Judge Lewis Kaplan granted a preliminary injunction against enforcement of a verdict against Chevron before the court in Ecuador had even issued any verdict whatsoever, which seemed suspicious enough. Now it has been revealed that Kaplan didn’t even attempt to hide his bias in issuing the decision on March 7th, as he cited Chevron’s evidence 162 times versus only 10 citations of the plaintiffs’ evidence. In other words, Kaplan’s decision was based almost entirely on Chevron’s version of the “facts”, and hardly constitutes a fair and impartial consideration of the evidence presented before the court. As the folks over at The Chevron Pit put it:
Chevron may as well have written the opinion. Judge Kaplan adopted Chevron’s arguments as his own. At the same time, he refused to accept evidence from the plaintiffs…
Kaplan even cited Vladimir Alvarez Grau, a conservative newspaper columnist and political opponent of Ecuador’s President Raphael Correa, some 45 times — which, if you’re counting, is 35 times more than he cited the plaintiffs who, you know, are actually involved in the case, unlike Grau.
But what lays Kaplan’s bias in favor of Chevron even more bare is the fact that the Ecuadorean judge who issued the guilty verdict against Chevron and ordered the company to pay $9.5 billion to clean up its mess, Judge Nicholas Zambrano, relied just as heavily on Chevron’s evidence. The Chevron Pit has the scoop again:
On February 14th, Judge Zambrano awarded the Ecuadorian plaintiffs $9.5 billion in damages against Chevron for the intentional contamination of the Amazon rainforest. He based his judgment on over 60,000 soil and water samples that showed illegal levels of contamination. Over 50,000 of the samples had been taken by Chevron itself, and the rest by the plaintiffs.

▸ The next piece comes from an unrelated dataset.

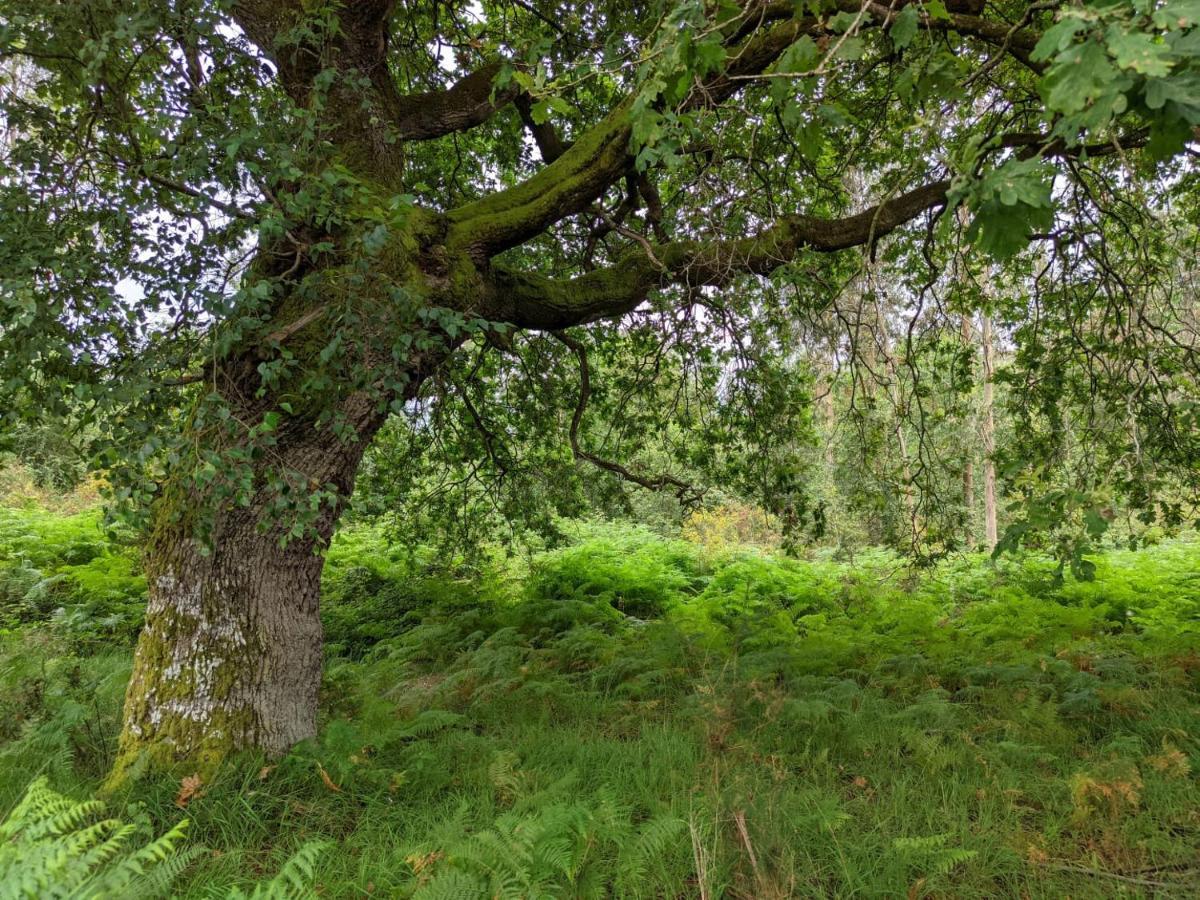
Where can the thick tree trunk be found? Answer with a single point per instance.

Judge Zambrano also adopted the conclusions of Chevron’s own expert on the damage costs; Chevron-sponsored consultant Gerado Barros estimated $6 billion in soil and water remediation costs. (The rest of the damage award is for medical facilities, cleaning drinking water and other expenses.)
In other words, Judge Zambrano based his decision mostly on Chevron’s own evidence.
That’s right, Chevron’s own evidence is so incriminating that Zambrano relied on it while finding the company guilty of deliberately dumping over 18 billion gallons of toxic oil waste in the Ecuadorean Amazon. But somehow, despite the overwhelming evidence of Chevron’s guilt – much of which is supplied by the company’s own analysis — Judge Kaplan has consistently ruled in Chevron’s favor.